Checkpointing: Fault Tolerance Mechanism

Neeraj Rathore

Assistant Professor, Department of Computer Science & Engineering, Jaypee University of Engineering & Technology, Guna, M.P., India.

Abstract

Checkpointing is a technique for inserting fault tolerance into computing systems. It basically consists on storing a snapshot of the current application state, and uses it for restarting the execution in case of failure. It is saving the program state, usually to stable storage, so that it may be reconstructed later in time. Checkpointing provides the backbone for rollback recovery (fault-tolerance), playback debugging, process migration, and job swapping. It mainly focuses on fault-tolerance, process migration, and the performance of checkpointing on all computational platforms from uniprocessors to supercomputers.

Checkpointing and restart has been one of the most widely used techniques for fault tolerance in large parallel applications. By periodically saving application status to permanent storage (disk or tape), the execution can be restarted from the last checkpoint if system faults occur. It is an effective approach to tolerating both hardware and software faults. For example, a user who is writing a long program at a terminal can save the input buffer occasionally to minimize the rewriting caused by failures that affect the buffer.

Keywords :

Checkpointing,
Fault-Tolerance,
Alchemi.NET,
Grid Computing,
GridSim.

Introduction

Checkpointing and Rollback techniques offer interesting possibilities to achieve fault tolerance without appreciable cost and complexity increment. It has useful feature for both availability and minimizing human programming effort.

Checkpointing Definitions

Local Checkpoints

A process may take a local checkpoint any time during the execution. The local checkpoints of different processes are not coordinated to form a global consistent checkpoint [24].

Forced Checkpoints

To guard against the domino effect [6], a CIC protocol piggybacks protocol specific information to application messages that processes exchange. Each process examines the information and occasionally is forced to take a checkpoint according to the protocol.

Useless Checkpoints

A useless checkpoint of a process is one that will never be part of a global consistent state [23] . Useless checkpoints are not desirable because they do not contribute to the recovery of the system from failures, but they consume resources and cause performance overhead.

Checkpoint Intervals

A checkpoint interval is the sequence of events between two consecutive checkpoints in the execution of a process.

Recovery Line

The system is then required to rollback to the latest available consistent set of checkpoints, which is also called the recovery line, to ensure correct recovery with a minimum amount of rollback.

Fault Tolerance

The ability of a system to perform with a fault present, achieved through reconfigurations, passive fault tolerance, or graceful degradation.

Passive Fault Tolerance

An implementation of fault tolerance such that no action is necessary for the system to perform in the presence of a fault. An example of passive fault tolerance is multiple connections between a module and a backplane of the same signal. One of these connections may fail, and the system will still fully operate.

Reconfiguration

Action taken in response to a fault resulting in either a controlled loss of functionality or no loss of functionality.

Graceful Degradation

A type of fault tolerance where the system is now operating in a mode with less than full functionality, but with some controlled level of functionality. An example of graceful degradation is the dynamic modification of an algorithm in response to a failure of the sensor.

Redundancy

A manner to implement reconfiguration in which some resources are kept as spares or backups, either hot, warm, or cold, so that they may be used in the event of a failure. Examples of redundancy range from simple spare modules to designing the system with more capability than is necessary so that the extra capability may be used in the event of a failure Dual (or Full) Redundancy.

1. Checkpointing Schemes

This section describes the existing checkpointing schemes ([13];[17]; [18] ;[19]).

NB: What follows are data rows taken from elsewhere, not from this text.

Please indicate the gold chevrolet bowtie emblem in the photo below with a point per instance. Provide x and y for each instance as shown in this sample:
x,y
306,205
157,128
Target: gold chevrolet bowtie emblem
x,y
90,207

1.1 Application Checkpointing

It is dominant approach for most large-scale parallel systems which requires the application programmer to insert checkpoint code to checkpoint library functions at appropriate points in the computation. It is mainly used to insert checkpoint in the computation when the “live” state is small, to minimize the amount of state that has to be stored [18].

1.2 System Checkpointing

It can save entire computational state of the machine and time, (which is determined by the large-scale system). It requires more saving state than application checkpoints, this means system can checkpoint any application at an arbitrary point in its execution, but allows programmers to be more productive [18].

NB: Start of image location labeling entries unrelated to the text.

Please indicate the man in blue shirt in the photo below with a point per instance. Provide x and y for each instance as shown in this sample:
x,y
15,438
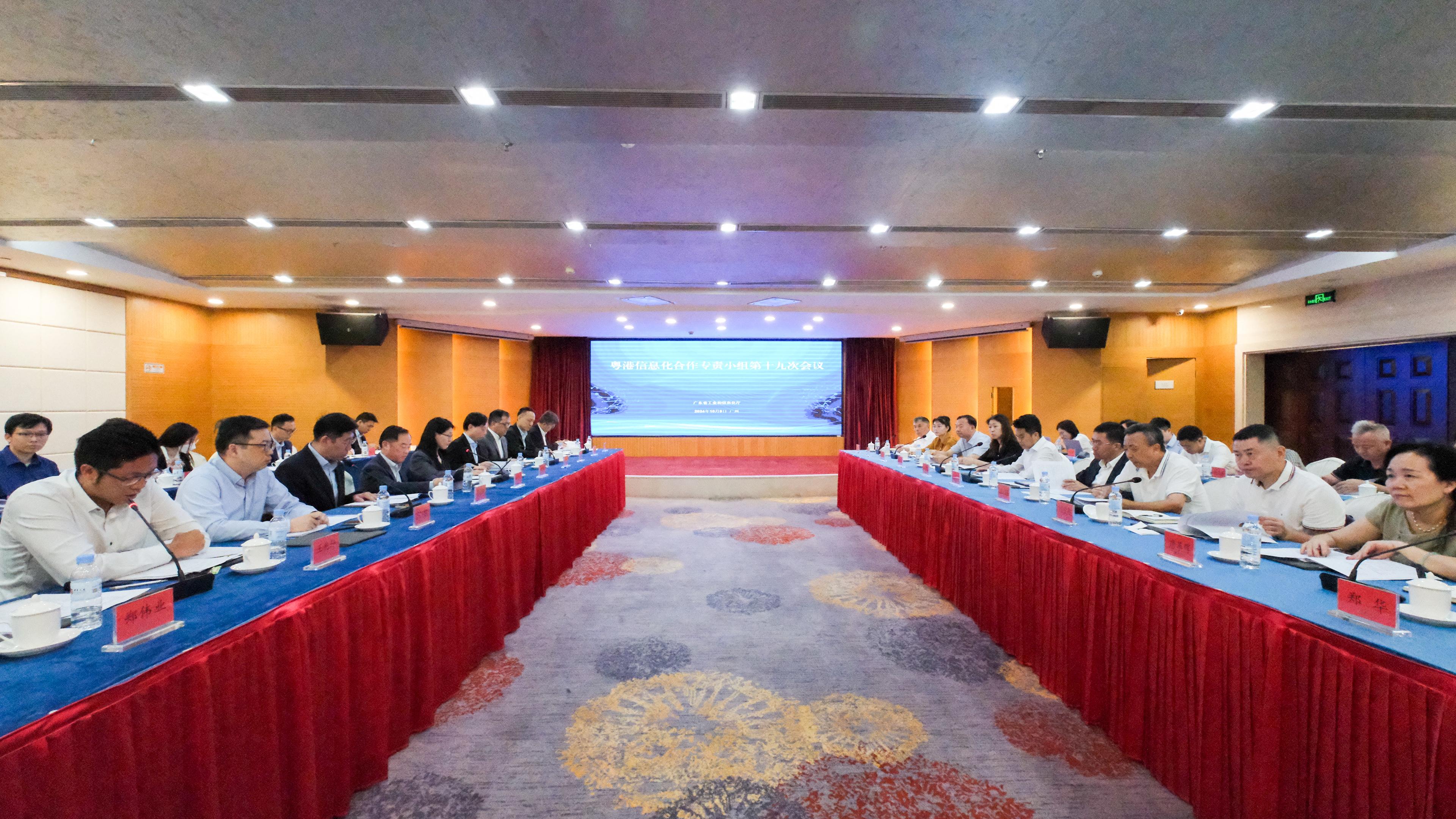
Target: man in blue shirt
x,y
229,493
21,461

System-initiated provides transparent, coarse-grained checkpointing, which is better to save the kernel level information and runtime policy whereas applicationinitiated provides more efficient, portable, fine-grained checkpointing, which is aware the semantics of data where application state is minimal and used for compiler optimization.

1.3 Cooperative Checkpointing

Cooperative checkpointing is a set of semantics and policies that allow the application compiler and system to jointly decide when checkpoints should be performed. Specifically, the application requests checkpoints, which have been optimized for performance by the compiler and the system can grant or deny these requests.

Application and system-initiated checkpointing each have their own pros and cons. Except transparency, Cooperative checkpointing confers nearly all the benefits of the two standard schemes. In the absence of better compilers or developer tools, however, transparency necessarily comes at the cost of smaller, more efficient checkpoints that are not an acceptable tradeoff for most high performance applications. This is useful to construct reliable systems [18] .

2. Phases of Checkpointing

Checkpointing has two phases:

Saving a checkpoint and
Checkpoint recovery following the failure.

To save a checkpoint, the memory and system, necessary to recover from a failure is sent to storage. Checkpoint recovery involves restoring the system state and memory from the checkpoint and restarting the computation from the checkpoint was stored. When the time lost in computation is called overhead time that has to save a checkpoint and restore a checkpoint after a failure and the re-computation is performed after checkpoint but before the failure. However, this loss contributes to the computer unavailability so is better and beneficial, instead of restarting job after occurrence of a failure. It applies both to system and application checkpoint. Some of the basic action is given below.

Checkpoint saving steps

First of all, we decide checkpoint on the basis of the application code, scheduler and some policies.
After that all processors must reach a safe point, which includes appropriate handling of outstanding reads and writes at that time. Detected errors should be handled before initiating a checkpoint.
Then a copy of where memor y for system checkpoints is stored.
Then, is committed checkpoint it means there were no errors during data copy, so that the checkpoint can be safely used for recovery and
At last we can resume computing of from the processor safe points.

Checkpoint recovery steps

First of all, we determine need for recovery from a failure and rerun a computation from a certain point where we select most recent checkpoint.
After that halt the processors and reset them to a know state.
Then, we update system configuration to determine resources to use for failure recovery, e.g., a spare processor to use in place of a failed processor.
Next, we copy all memory for system checkpoint from storage and commit checkpoint recovery where need to be certain where no errors during data copy.
At last, resume computing from the recovered system state.
Each action may involve multiple message responses and context switches. The decision to commit a checkpoint or checkpoint recovery requires successful acknowledgment from all the system resources involved [13].

3. Checkpointing Types

There are following types of checkpointing:

3.1 Disk Based Checkpointing

In checkpoint based methods, the state of the computation as a checkpoint is periodically saved to stable storage, which is not subject to failures. When a failure occurs the computation is restarted from one of these previously saved states. According to the type of coordination between different processes while taking checkpoints, checkpoint-based methods can be broadly classified into three categories.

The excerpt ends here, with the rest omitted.